AAT application only apparently late?

Federal Court. Was the letter incomplete or unclear in that "it did not explain that the appellant was taken to have received it at the end of the day it was transmitted to his authorised recipient"? Does failure to comply with any element of s 66(2) of the Act mean that there has been no notification of the decision and time had not yet commenced to run?

Citizenship Act, ss 34(2)(c) and (2): retrospective only; deterrence a permissible consideration?

Federal Court. Were the tests in ss 34(2)(c) and 34(2) of the Australian Citizenship Act 2007 (Cth) retrospective only, with the assessment of risk of reoffending being of little or no relevance? In such tests, is it generally permissible for decision-makers "to have regard to such deterrence as a factor in the protection of the integrity of the naturalisation process, provided that it is not associated with a substantial purpose of pursuing retribution for or denunciation of the specific conduct engaged in by the person whose citizenship is revoked"?

Pseudonym a “meaningless and de-humanising numberplate”?

Federal Court.
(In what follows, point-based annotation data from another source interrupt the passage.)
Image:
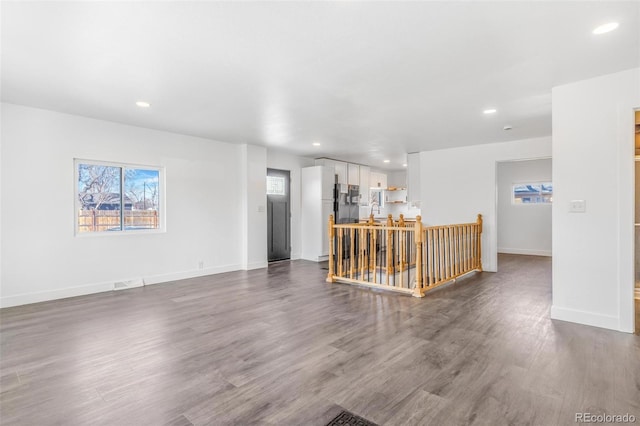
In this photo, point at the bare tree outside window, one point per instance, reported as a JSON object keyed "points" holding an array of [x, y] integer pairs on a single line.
{"points": [[117, 198]]}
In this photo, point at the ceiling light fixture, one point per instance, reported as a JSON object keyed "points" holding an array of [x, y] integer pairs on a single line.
{"points": [[605, 28]]}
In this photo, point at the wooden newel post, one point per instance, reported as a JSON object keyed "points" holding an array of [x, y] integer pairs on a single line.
{"points": [[418, 238], [332, 235], [479, 221]]}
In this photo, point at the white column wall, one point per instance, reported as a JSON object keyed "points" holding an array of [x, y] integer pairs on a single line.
{"points": [[593, 160]]}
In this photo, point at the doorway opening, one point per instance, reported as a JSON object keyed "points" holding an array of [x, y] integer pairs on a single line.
{"points": [[278, 215], [637, 223], [523, 212]]}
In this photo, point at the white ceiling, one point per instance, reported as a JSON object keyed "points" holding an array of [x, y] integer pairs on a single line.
{"points": [[367, 80]]}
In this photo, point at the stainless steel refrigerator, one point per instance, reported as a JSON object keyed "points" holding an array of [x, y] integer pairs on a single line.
{"points": [[346, 203]]}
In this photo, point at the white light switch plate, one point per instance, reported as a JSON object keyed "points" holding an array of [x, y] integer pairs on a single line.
{"points": [[577, 206]]}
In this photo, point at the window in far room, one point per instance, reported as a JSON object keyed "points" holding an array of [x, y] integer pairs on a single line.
{"points": [[532, 193], [117, 197]]}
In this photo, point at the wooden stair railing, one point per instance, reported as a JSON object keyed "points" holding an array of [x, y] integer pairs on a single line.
{"points": [[401, 256]]}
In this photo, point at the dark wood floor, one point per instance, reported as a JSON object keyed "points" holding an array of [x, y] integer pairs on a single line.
{"points": [[282, 347]]}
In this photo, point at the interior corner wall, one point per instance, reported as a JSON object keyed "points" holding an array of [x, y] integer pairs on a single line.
{"points": [[284, 161], [397, 179], [253, 166], [42, 259], [593, 160], [457, 184], [523, 228]]}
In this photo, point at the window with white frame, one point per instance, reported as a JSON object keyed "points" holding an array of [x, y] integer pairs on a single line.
{"points": [[532, 193], [112, 197]]}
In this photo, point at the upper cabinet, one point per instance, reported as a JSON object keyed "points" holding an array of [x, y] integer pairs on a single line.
{"points": [[378, 180]]}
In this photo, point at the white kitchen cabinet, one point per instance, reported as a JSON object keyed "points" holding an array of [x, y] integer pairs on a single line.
{"points": [[365, 178], [413, 177], [316, 205], [378, 180], [353, 174], [341, 170]]}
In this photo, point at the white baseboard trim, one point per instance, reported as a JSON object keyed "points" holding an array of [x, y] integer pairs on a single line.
{"points": [[83, 290], [62, 293], [255, 265], [528, 252], [175, 276], [586, 318]]}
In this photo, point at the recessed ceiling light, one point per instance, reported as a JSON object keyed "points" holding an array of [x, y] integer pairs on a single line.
{"points": [[605, 28]]}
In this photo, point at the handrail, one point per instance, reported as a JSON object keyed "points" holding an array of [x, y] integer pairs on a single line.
{"points": [[403, 256]]}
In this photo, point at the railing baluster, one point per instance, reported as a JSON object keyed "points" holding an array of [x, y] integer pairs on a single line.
{"points": [[389, 247], [352, 256]]}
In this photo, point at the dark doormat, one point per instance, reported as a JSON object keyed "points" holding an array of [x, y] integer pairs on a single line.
{"points": [[346, 418]]}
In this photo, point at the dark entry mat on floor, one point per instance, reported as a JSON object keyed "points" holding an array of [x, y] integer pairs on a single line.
{"points": [[346, 418]]}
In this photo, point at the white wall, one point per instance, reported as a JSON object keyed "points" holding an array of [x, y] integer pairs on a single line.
{"points": [[397, 179], [41, 257], [456, 184], [254, 207], [593, 160], [523, 228], [284, 161]]}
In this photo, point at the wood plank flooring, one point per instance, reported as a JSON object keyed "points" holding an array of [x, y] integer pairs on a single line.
{"points": [[280, 346]]}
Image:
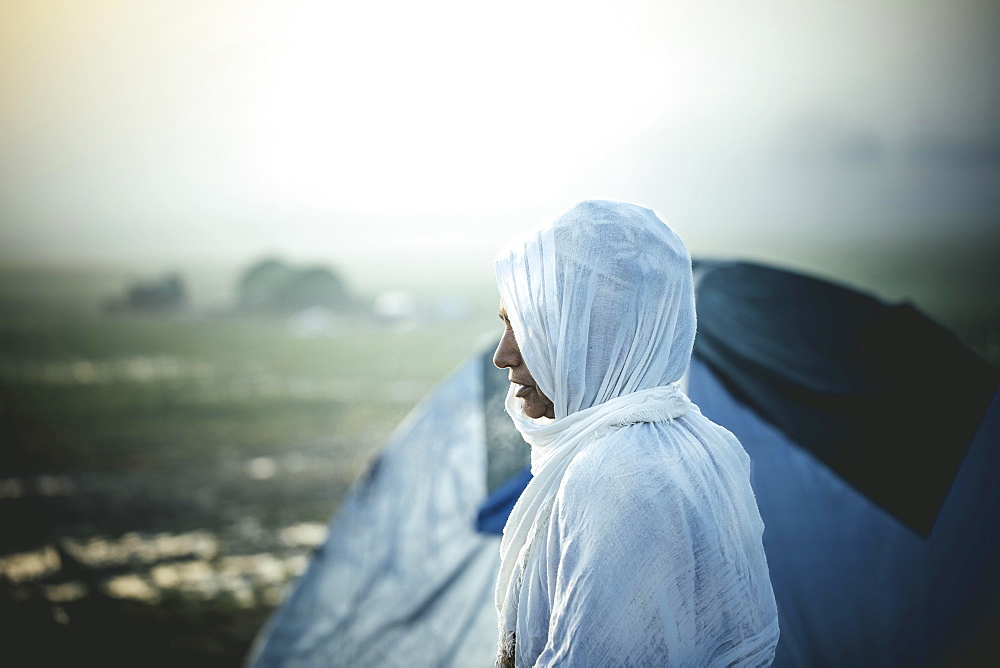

Section 91X of the Migration Act 1958 (Cth) prohibits publication by the FCCA, FCA or HCA of the name of any person who has applied for a protection visa, if the proceeding relates to that visa. Is s 91X constitutionally valid? If it is in the interests of justice, was it open to the FCA to order that an administratively allocated set of letters and numbers be replaced by a "human pseudonym"? If so, was it in those interests to so order so late in the appeal?

Criminal history duly considered although successful appeal on sentence was ignored?

Federal Court. In the context of s 501CA(4) of the Migration Act 1958 (Cth), is it possible to consider a non-citizen's criminal history without taking all of it, including a successful appeal on sentence, into account?

Direction 65: interpreting cl 14.4(1)

Federal Court: In an application for merits review to which the 84-day deadline under s 500(6L) of the Migration Act 1958 (Cth) applies, should the reasons provided by the AAT be scrutinised less rigorously than would otherwise be the case? Was the Tribunal required to expressly put the Applicant on notice that it would consider the impact on victims that could flow from a decision to revoke the visa cancellation, pursuant to cl 14.4(1) of Direction 65? Did the AAT misinterpret cl 14.4(1)? Note: cl 14.4(1) of Direction 79 is identical to cl 14.4(1) of Direction 65.

Best interests of unborn child?

Federal Court: In deciding whether to affirm a decision to refuse a visa under s 501(1) of the Migration Act 1958 (Cth), the AAT was bound by Direction No 65, cl 11.2 of which made it mandatory for decision makers to consider the best interests of minor children affected by the decision. Was the AAT bound to consider the best interests of the Applicant's unborn child? Note: cl 11.2(4) of Direction No 65 was almost identical to cl 9.2(4) of the current direction, namely Direction No 79.

s 473DC: footnotes “before the Minister”?

Federal Court. Delegate's decision to refuse to grant Appellant a protection visa contained footnote references to documents that were not discussed in delegate's decision. Those documents were adverse to Appellant's claims. IAA, on review, discussed and relied on those documents. Appellant argued to the Federal Court that: "primary rule" under s 473DC was that the IAA conducts a review on the papers by reference to the material "before the Minister"; those documents were not before the Minister, as they were not discussed by delegate, but merely footnoted; thus, those documents were "new information" as defined under s 473BB, which meant that IAA was limited as to the circumstances in which it could consider them.

Time of lifting the bar or TOA?

Federal Court. Applicant was an unauthorised maritime arrival (UMA) and thus s 46A barred. In July 2017, Minister made determination that bar be lifted for TPV or SHEV if: a) a similar determination had been made relating to UMA's parent; and b) any application by the parent was made by 1 Oct 2017; and c) that application has not been refused and finally determined. When July 2017 Determination was made, Applicant's mother satisfied criteria (a) to (c). In Sep 2019, Applicant applied for SHEV, but application was considered invalid by DHA, as criterion (c) was no longer satisfied. Was that criterion to be satisfied by reference to July 2017 or the time of the SHEV application? Alternatively, should procedural fairness have applied to an assessment carried out for the purposes of a possible exercise of the Minister's discretion to lift the bar?

BAL19 called into question again

Federal Court. Does a Class BF Transitional (Permanent) Visa satisfy the definition of a “protection visa” in s 48A(2) of the Migration Act 1958 (Cth)? Was BAL19, which held that s 501(1) did not apply to protection visas, wrongly decided?

Fraud “on” visa applicant: what must be proved and by whom?

Federal Court. When a visa applicant alleges fraud on the part of a representative in the lodgement of a visa application so as to establish that the application was invalid and thus avoid issues with s 48 and PIC 4020, what has to be proven and who bears the onus of proof?